Multivariate Sample Properties

Correlation in Paired Sample

Sample correlation coefficient \(r\) measures the strength and direction of the linear relationship between two paired samples \(X = (X_1, X_2, \ldots, X_n)\) and \(Y = (Y_1, Y_2, \ldots, Y_n)\). Note that the order of components is important and the sample cannot be independently permuted if the correlation is of interest.
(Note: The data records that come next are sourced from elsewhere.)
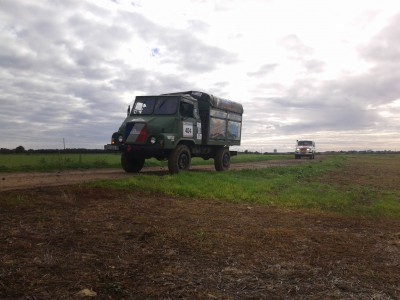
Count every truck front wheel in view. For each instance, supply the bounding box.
[168,145,191,174]
[121,152,144,173]
[214,148,231,171]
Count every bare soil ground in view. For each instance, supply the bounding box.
[0,159,400,299]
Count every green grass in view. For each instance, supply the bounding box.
[96,156,400,219]
[0,152,291,172]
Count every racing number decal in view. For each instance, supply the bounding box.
[183,122,193,137]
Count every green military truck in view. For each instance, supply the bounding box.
[104,91,243,174]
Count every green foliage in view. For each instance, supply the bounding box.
[97,156,400,219]
[0,152,291,172]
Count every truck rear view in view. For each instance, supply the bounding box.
[104,91,243,174]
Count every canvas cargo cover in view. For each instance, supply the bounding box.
[164,91,243,115]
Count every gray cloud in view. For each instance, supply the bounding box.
[0,0,400,148]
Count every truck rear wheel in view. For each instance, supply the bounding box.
[121,152,144,173]
[168,145,191,174]
[214,148,231,171]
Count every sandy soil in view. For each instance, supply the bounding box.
[0,156,314,191]
[0,160,400,299]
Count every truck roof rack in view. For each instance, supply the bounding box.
[162,91,243,114]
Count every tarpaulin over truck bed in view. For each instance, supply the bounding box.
[163,91,243,115]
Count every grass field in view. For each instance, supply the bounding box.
[97,155,400,219]
[0,155,400,300]
[0,153,291,172]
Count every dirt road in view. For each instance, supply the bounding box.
[0,159,400,300]
[0,157,316,191]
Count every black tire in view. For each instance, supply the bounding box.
[214,148,231,171]
[121,152,144,173]
[168,145,191,174]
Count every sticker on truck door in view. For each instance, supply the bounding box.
[183,122,193,137]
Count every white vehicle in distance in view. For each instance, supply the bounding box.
[294,140,315,159]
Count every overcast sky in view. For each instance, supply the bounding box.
[0,0,400,152]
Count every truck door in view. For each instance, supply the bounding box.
[179,101,202,144]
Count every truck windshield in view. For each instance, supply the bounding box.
[131,97,179,115]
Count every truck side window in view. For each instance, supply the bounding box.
[179,102,194,118]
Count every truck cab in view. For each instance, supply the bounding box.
[294,140,316,159]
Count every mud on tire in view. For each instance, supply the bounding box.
[214,148,231,171]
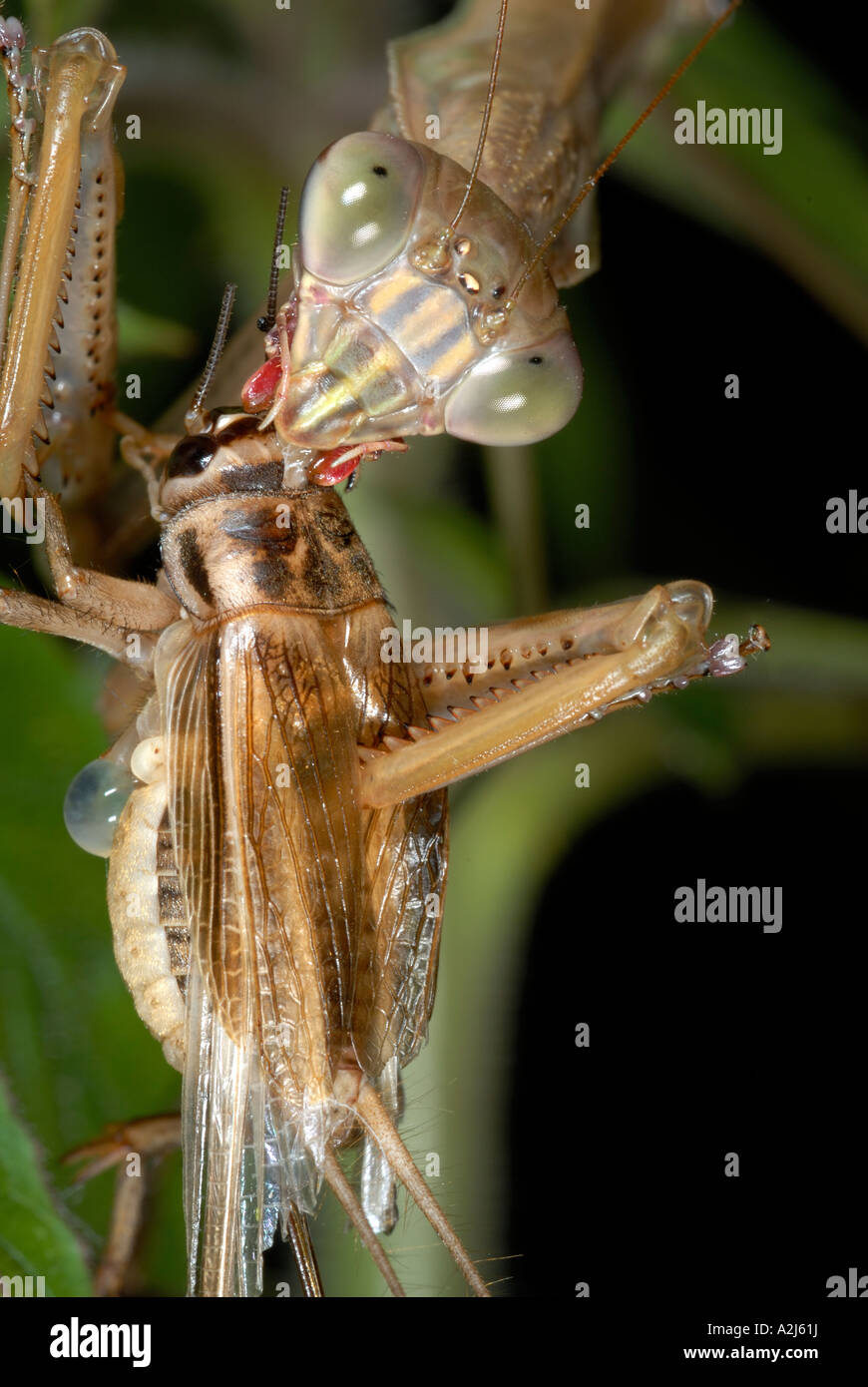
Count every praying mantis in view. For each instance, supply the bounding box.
[0,7,792,1294]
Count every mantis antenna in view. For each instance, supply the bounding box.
[449,0,509,231]
[185,284,238,434]
[507,0,742,312]
[256,183,289,333]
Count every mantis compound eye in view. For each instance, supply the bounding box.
[164,434,217,481]
[64,760,138,857]
[444,330,583,447]
[298,132,424,284]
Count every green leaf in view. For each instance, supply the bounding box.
[0,1084,90,1295]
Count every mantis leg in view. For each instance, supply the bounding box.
[360,583,768,807]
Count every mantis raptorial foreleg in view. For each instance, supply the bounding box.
[0,29,126,497]
[360,583,765,807]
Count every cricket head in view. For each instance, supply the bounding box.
[242,132,583,448]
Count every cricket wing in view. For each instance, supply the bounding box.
[156,613,362,1295]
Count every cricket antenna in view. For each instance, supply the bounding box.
[449,0,509,231]
[503,0,742,309]
[185,284,238,434]
[256,185,289,333]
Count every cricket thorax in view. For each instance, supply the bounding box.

The correlation coefficient between \(X\) and \(Y\) can be computed as:

\[ r = \frac{\sum^n_{i = 1} (X_i - \bar{X}) (Y_i - \bar{Y})}{\sqrt{\sum^n_{i = 1} (X_i - \bar{X})^2 \cdot \sum^n_{i = 1}(Y_i - \bar{Y})^2}}. \]

The sample covariance is defined as:

\[ \begin{align} s_{XY} &= \frac{1}{n - 1} \sum^n_{i = 1} (X_i - \bar{X}) (Y_i - \bar{Y}) \\ &= \frac{1}{n - 1} \left( \sum^n_{i = 1} X_i Y_i - n \bar{X} \bar{Y} \right). \end{align} \]

The correlation coefficient can be expressed as:

\[ r = \frac{s_{XY}}{s_X s_Y}, \]

where \(s_X\) and \(s_Y\) are sample standard deviations of samples \(X\) and \(Y\).

The correlation ranges between -1 and 1, which are two ideal cases of decreasing and increasing linear trends. Zero correlation does not, in general, imply independence but signfies the lack of any linear relationship between samples.